Appellant contends that the court erred in thus directing the verdict. He relies upon 1929 Comp., § 83-110, providing that, “for the purposes herein contemplated” (that is, for the purpose of computing limitations), a new suit commenced within six months after a former suit has failed, for any reason except negligence in prosecution, shall be deemed- a continuance of the first. The fact relied upon is that he had sued on this policy in the *382federal court May 5, 1926, and that that suit had been dismissed November 21, 1927, for lack of jurisdiction.
Appellant admits that under the authorities 1929 Comp., § 83-110, would not be applicable if the limitation relied upon was merely contractual. He contends, however, that the twelve months’ limitation in insurance policies is really statutory, since section 66 of our 1925 Insurance Code (1929 Comp., § 71-166) prohibits issuance of any other than the New York standard policy which contains this limitation on suit.
It will be noted that 1929 Comp., § 71-166, was enacted after issuance of the policy in question and before the loss. Upon this fact appellant bases two contentions, both of which he supports by authority. First, that it is not an impairment of the obligation of the contract to extend the limitation period after issuance of the policy but before the loss; and, second, that it has been generally held that the effect of such provisions as our section 71-166 is to render statutory what would otherwise have been merely a contractual limitation. The necessity of deciding these questions is precluded, however, by the terms of the section itself. The issuance of other forms of policy is prohibited only after January 1, 1926. It seems plain, therefore, that, whatever may have been the legislative power, it was not its intent, as to policies issued prior to January 1, 1926, to interfere with the existing contractual limitations.

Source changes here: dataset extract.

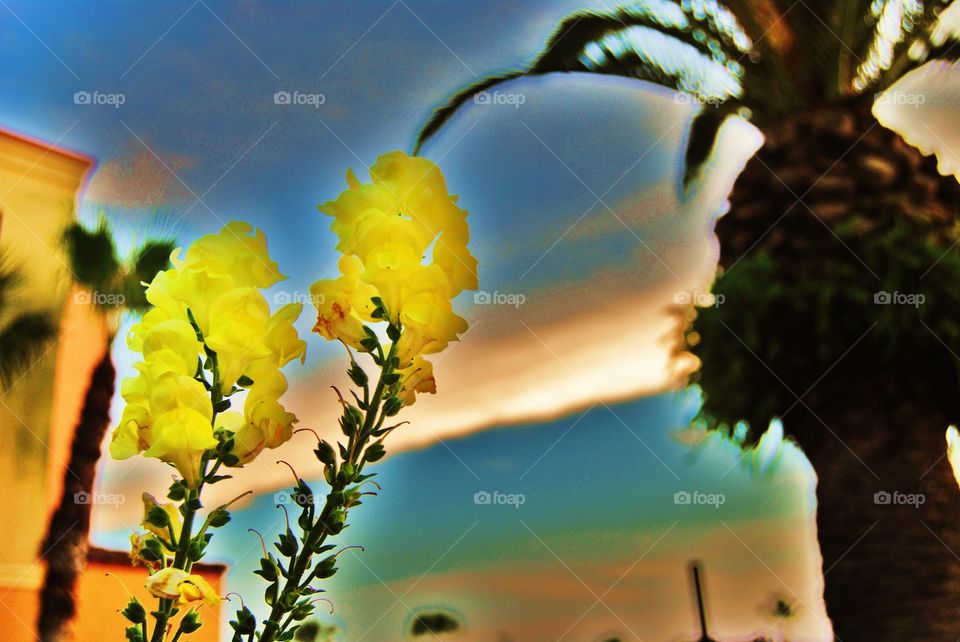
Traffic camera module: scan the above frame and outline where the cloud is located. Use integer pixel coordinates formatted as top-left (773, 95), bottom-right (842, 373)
top-left (85, 142), bottom-right (195, 209)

Appellant also contends that the court erred in excluding evidence. As a witness he had testified to a meeting with a representative of the insured. He was then asked by his counsel what the representative “said, if anything, in reference to this controversy about the adjustment of this fire loss.” The date of the alleged meeting being more than twelve months after the fire, counsel for appellee objected to any testimony tending to prove a waiver after the period of redemption had expired, and the objection was sustained. Appellant made no offer of proof, and we have no means of knowing whether the answer, if competent, would have been material. Hence, we cannot pass upon the merits of the contention. State *383v. Stewart, 30 N. M. 227, 231 P. 692. Diamond X Land & Cattle Co. v. Director General, 27 N. M. 675, 205 P. 267.
The judgment will be affirmed, and the cause remanded.
It is so ordered.
SADLER and HUDSPETH, JJ., concur.
BICKLEY, C. J., and PARKER, J., did not participate.